Here’s a collection of highlights, selected totally subjectively, from this week’s HPC news stream as reported at insideHPC.com and HPCwire.
>>10 words and a link
Sandia’s Red Storm slated to more than double capability;
Ranger’s 504 TFLOPS live on the TeraGrid;
Intel sheds light on Tukwila at ISSCC;
Sun’s Rock processor: confirmed delay into 2H 2009;
SGI integrates eXludus into life sciences offering;
Cray offering Moab from Cluster Resources;
UIUC, LSU, NVIDIA team up to advance GPGPUs;
SGI posts Q2 financials, reports loss;
It seems that the recent financial downturn has taken its toll on accelerator specialist ClearSpeed.
Following decreased spending from the financial services market, ClearSpeed is being forced to downsize its workforce. Large cuts occurred in the marketing department with smaller cutbacks in sales, finance, administration and engineering. From coverage at The Register:
One source reckoned that ClearSpeed dropped about 40 per cent of its staff, including consultants. But CEO Tom Beese told us the figure is “not quite as high as that.”
The company is now operating at 75 employees. Beese is anticipating a continued slow down in business, driven primarily by the credit crunch in the finance sector.
Read the full article at http://www.theregister.co.uk/2008/02/04/layoffs_clearspeed/.
>>Liquid Computing Board Ousts CEO
Apparently, the board of directors at Liquid Computing did not see eye-to-eye with co-founder and CEO Brian Hurley. They have asked him to leave in favor of appointing Greg McElheran from Axis Capital acting CEO. A Liquid spokesperson attributed the change to the board of directors deciding to take the company in “another direction.” This is rumored to include expanding their business beyond high performance computing.
Liquid has received a total of $41 million in two rounds of funding from an investment group made up of Axis Capital, Newbury Ventures, VenGrowth, ATA Ventures, Business Development Bank of Canada, Export Development Canada and Adam Chowaniec.

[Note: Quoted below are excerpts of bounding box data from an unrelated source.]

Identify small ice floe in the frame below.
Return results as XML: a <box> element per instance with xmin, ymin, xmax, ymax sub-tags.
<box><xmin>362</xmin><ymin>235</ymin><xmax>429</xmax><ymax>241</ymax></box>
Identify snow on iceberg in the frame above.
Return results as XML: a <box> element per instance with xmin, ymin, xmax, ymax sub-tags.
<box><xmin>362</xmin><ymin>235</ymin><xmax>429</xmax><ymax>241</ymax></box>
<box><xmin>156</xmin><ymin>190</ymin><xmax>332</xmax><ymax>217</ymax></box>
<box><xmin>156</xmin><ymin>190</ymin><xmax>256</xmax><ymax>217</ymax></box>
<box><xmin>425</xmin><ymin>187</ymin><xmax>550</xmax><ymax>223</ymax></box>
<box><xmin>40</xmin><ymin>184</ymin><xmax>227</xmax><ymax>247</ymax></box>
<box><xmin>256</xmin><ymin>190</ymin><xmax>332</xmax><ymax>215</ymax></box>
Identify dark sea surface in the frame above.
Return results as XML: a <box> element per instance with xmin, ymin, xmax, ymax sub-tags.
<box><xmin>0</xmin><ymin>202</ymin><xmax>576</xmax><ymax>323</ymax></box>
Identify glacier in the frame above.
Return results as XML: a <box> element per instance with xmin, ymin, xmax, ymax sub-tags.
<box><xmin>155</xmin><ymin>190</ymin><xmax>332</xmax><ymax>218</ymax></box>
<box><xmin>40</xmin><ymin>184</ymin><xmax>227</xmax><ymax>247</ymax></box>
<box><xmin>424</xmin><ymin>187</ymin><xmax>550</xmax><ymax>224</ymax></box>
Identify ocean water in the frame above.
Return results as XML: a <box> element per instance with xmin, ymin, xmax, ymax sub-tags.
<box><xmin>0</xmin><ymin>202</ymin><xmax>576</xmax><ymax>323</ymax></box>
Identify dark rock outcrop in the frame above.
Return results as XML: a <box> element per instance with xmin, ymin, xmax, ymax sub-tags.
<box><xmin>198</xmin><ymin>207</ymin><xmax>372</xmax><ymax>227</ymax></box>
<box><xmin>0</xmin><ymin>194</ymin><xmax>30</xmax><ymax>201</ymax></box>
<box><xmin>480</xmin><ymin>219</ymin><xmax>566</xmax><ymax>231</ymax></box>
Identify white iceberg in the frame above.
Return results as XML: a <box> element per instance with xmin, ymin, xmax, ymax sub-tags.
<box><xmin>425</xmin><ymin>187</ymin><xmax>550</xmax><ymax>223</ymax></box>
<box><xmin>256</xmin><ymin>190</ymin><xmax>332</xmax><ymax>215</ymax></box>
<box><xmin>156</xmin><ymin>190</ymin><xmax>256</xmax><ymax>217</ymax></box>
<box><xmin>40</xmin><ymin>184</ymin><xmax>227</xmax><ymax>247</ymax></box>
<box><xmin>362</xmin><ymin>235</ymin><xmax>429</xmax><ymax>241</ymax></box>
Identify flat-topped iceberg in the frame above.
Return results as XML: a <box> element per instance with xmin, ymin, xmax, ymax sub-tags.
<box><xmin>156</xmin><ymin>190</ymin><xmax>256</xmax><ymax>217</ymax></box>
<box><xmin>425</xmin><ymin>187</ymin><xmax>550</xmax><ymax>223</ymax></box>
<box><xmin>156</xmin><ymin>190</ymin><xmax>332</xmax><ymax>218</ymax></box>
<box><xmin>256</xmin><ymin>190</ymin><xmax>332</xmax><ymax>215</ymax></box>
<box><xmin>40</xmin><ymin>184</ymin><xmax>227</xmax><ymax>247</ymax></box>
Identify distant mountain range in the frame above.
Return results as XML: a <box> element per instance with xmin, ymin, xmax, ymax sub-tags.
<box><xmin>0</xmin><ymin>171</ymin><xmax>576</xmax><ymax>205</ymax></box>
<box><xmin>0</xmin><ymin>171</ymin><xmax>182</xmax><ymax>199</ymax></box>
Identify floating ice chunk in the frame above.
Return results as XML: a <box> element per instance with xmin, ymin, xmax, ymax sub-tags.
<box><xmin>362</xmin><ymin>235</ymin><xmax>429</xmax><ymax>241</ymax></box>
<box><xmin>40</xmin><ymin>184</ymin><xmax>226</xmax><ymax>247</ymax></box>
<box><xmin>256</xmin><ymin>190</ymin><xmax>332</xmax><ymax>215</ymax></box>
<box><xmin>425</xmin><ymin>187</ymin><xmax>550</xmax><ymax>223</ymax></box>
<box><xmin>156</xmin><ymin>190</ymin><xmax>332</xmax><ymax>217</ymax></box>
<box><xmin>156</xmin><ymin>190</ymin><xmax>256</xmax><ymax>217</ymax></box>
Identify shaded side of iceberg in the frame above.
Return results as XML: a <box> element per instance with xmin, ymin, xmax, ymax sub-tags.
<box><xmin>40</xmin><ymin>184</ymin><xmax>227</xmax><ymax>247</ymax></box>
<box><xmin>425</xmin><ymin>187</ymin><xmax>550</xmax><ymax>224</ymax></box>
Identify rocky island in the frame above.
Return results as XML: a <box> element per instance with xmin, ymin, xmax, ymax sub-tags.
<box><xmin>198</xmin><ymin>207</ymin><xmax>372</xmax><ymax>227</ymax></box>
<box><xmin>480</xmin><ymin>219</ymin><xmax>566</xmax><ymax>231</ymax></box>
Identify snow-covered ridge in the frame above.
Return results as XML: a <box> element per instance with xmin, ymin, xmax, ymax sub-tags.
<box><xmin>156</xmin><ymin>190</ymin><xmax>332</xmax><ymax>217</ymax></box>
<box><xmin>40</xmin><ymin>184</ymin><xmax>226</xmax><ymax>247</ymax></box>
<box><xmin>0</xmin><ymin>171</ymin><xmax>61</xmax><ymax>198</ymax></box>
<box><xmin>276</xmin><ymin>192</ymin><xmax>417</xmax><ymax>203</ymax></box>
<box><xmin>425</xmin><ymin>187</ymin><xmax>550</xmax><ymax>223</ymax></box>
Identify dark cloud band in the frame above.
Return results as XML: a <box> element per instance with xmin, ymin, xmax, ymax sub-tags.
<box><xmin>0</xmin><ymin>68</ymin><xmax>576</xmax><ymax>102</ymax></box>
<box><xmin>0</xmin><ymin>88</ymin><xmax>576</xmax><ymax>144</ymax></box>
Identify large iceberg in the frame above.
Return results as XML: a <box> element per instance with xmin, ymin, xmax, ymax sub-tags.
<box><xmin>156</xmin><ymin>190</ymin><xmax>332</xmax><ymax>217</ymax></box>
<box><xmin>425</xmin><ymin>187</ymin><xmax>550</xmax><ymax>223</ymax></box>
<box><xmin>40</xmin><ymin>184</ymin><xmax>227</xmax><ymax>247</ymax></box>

Read the full article at http://www.informationweek.com/blog/main/archives/2008/02/liquid_computin.html.
>>IBM dreaming of a Blue Gene to host the Internet
From an IBM TJ Watson research paper on what else you could do with a Blue Gene (http://weather.ou.edu/~apw/projects/kittyhawk/kittyhawk.pdf):
Project Kittyhawk’s goal is to explore the construction and implications of a global-scale shared computer capable of hosting the entire Internet as an application.
Ashlee Vance at The Register (http://www.theregister.co.uk/2008/02/05/ibm_bluegene_web/) ran across the IBM research paper on project Kittyhawk, an initiative to hammer the Blue Gene/P into a system that can host Web applications and built to a scale that could host the entire internet. Nicholas Carr also picked up the thread and commented on the paper (http://www.roughtype.com/archives/2008/02/one_computer_to.php).
The project addresses what IBM sees as fundamental flaws in the “Google” model of hosting internet-scale applications on commodity PCs:
At present, almost all of the companies operating at web-scale are using clusters of commodity computers, an approach that we postulate is akin to building a power plant from a collection of portable generators. That is, commodity computers were never designed to be efficient at scale, so while each server seems like a low-price part in isolation, the cluster in aggregate is expensive to purchase, power and cool in addition to being failure-prone.
According to the paper early results are “promising.” So why do you care? Well, it’s the whole internet for crying out loud.
But if that isn’t enough, then consider this. Let’s assume it isn’t the whole internet, but it is really really big. Lots of companies would use it (or it wouldn’t be really really big). As companies move their hosted web-facing applications to this environment, they will have a built-in solution provider for their SMB HPC needs. Since this machine started as a scientific supercomputer, a system like this could also serve as a nucleation site for the condensation of small and medium-scale technical HPC requirements as well.
A problem with the Google cluster is that using it for technical HPC typically means re-imagining the scientific applications that need to run on it. Not that this is a bad thing — the community needs to re-imagine its applications for million-core computers anyway — but we haven’t had the impetus to do it yet.